One day when I was eight-years-old I was walking through the kitchen and there on the counter was a full size Hershey’s chocolate bar, not one of those little miniatures, a full size candy bar. I wanted that candy bar. A lot. So I looked right and left, around the corner and behind me to make sure no one else was looking, and I took it. I went into my room and hid it in this little red and white lunch box that I played with sometimes. That night at dinner my mom asked my brothers and me if any of us had seen that chocolate bar. We all said no. One of us was lying. You’d think that I might eat that chocolate bar, but no, I just opened the lunch box from time to time and looked at it. Big, whole, beautiful and full of chocolaty goodness. Later that week my mom decided that it was time to clean my room and she was going to help me. Before I could do anything she was picking up the red and white lunch box. That’s when it happened, my fervent prayer. I shut my eyes and prayed with all my eight-year-old worth; “Please God, please, please, please, make her not open that lunch box.” Then as her hand moved towards the clasp, “Please God, please, please, please, make that chocolate bar disappear!” There was silence in the room. I finally opened my eyes to see my mother looking at me with that mother look and holding the chocolate bar in her hand. And I shut my eyes again and said to God; “I’m so disappointed in you.”

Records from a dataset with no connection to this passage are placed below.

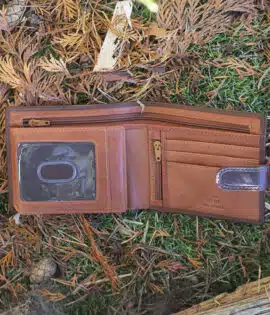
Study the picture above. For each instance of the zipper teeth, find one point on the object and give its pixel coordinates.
(62, 121)
(157, 158)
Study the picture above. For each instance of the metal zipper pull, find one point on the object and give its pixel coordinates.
(157, 150)
(36, 123)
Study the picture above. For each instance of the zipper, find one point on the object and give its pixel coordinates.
(185, 121)
(37, 123)
(158, 169)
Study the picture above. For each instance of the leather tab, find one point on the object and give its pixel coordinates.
(243, 178)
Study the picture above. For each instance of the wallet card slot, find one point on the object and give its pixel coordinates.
(98, 155)
(213, 136)
(193, 189)
(208, 159)
(209, 148)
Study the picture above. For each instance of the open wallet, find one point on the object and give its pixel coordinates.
(114, 157)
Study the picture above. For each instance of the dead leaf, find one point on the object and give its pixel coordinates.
(155, 30)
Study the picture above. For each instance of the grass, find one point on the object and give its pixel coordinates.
(166, 262)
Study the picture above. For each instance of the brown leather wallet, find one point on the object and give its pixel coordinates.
(114, 157)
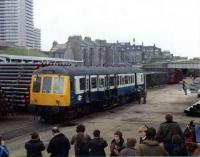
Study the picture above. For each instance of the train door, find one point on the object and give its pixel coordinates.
(101, 86)
(107, 86)
(87, 89)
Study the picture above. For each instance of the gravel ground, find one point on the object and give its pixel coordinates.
(127, 118)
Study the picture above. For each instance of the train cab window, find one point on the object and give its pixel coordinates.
(58, 85)
(126, 79)
(101, 82)
(94, 82)
(46, 88)
(118, 80)
(82, 83)
(36, 84)
(112, 81)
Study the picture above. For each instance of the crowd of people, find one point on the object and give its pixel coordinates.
(168, 140)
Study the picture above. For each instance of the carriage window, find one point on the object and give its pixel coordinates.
(112, 81)
(46, 88)
(58, 85)
(142, 78)
(82, 83)
(94, 82)
(122, 80)
(36, 84)
(126, 79)
(118, 80)
(101, 82)
(132, 79)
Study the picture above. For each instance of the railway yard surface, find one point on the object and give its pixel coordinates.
(127, 118)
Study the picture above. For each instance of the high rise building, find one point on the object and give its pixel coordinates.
(16, 24)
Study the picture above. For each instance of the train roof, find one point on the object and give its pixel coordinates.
(76, 71)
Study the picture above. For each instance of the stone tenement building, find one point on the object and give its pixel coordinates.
(101, 53)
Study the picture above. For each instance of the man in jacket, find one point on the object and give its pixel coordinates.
(150, 147)
(97, 145)
(129, 150)
(35, 146)
(166, 131)
(59, 145)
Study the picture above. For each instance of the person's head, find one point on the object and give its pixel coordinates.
(176, 139)
(142, 131)
(34, 136)
(169, 117)
(80, 138)
(96, 133)
(131, 142)
(55, 130)
(151, 133)
(117, 136)
(80, 128)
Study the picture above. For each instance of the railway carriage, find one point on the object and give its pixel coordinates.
(58, 93)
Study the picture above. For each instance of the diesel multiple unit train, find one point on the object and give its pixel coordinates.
(59, 92)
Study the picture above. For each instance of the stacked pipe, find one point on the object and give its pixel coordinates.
(15, 81)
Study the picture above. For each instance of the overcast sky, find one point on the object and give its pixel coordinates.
(171, 24)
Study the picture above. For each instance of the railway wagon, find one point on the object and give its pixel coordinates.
(59, 93)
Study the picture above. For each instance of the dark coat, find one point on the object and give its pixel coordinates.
(86, 136)
(82, 150)
(59, 146)
(118, 146)
(167, 130)
(180, 150)
(190, 132)
(34, 148)
(97, 146)
(150, 148)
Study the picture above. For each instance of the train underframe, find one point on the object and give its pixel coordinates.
(59, 114)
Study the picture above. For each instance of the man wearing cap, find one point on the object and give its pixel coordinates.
(129, 150)
(167, 130)
(59, 145)
(35, 146)
(150, 147)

Fast-forward several years. I was in college and my friend Mary was in a terrible car accident and I prayed and prayed, please God, please, please, please, make her be okay. But she wasn’t. And I shut my eyes again and I said to God; “I’m so disappointed in you.”
But of course that disappointment was so much deeper. I was older, wiser; I understood that we lived in a broken world and that sometimes bad things happen. I knew in my head that it was not God’s fault but my heart was so sad. I had hoped that Mary – bright, loud, cheerful Mary, might live. And now it felt like I was living in a world that was only full of sorrow and sadness, like there was no longer any color or brightness to be seen.
I remember driving to Mary’s funeral with a friend. We had to drive from college to her hometown and we ended up being a little bit late to the service. We had to sit upstairs in the balcony. I remember walking up those stairs thinking that this was going to be awful. But as I rounded the corner from the stairs to the place where I could see the front of the church, the singing started. It was the chorus of a song we used to sing at camp; alleluia, alleluia, alleluia. I walked forward to my seat and looked down at all the people, at the flowers and Mary’s family and the empty cross. The music swelled from the floor and rose up to the rafters of that church, filling the space with song; louder and louder, alleluia, alleluia, alleluia. I could see Mary’s mother singing in the front row. She was smiling, her head up and her eyes fixed on that cross. That empty cross that rose above everything else in the sanctuary. Alleluia, alleluia, alleluia. And in that moment, at that funeral, we celebrated Easter. We celebrated that in spite of death and sorrow and sadness God was present with us and for us. We celebrated because Easter is not just a time for flowers and eggs; we celebrated the resurrection of our Lord, Jesus Christ. We celebrated Jesus’ triumph over sin and death.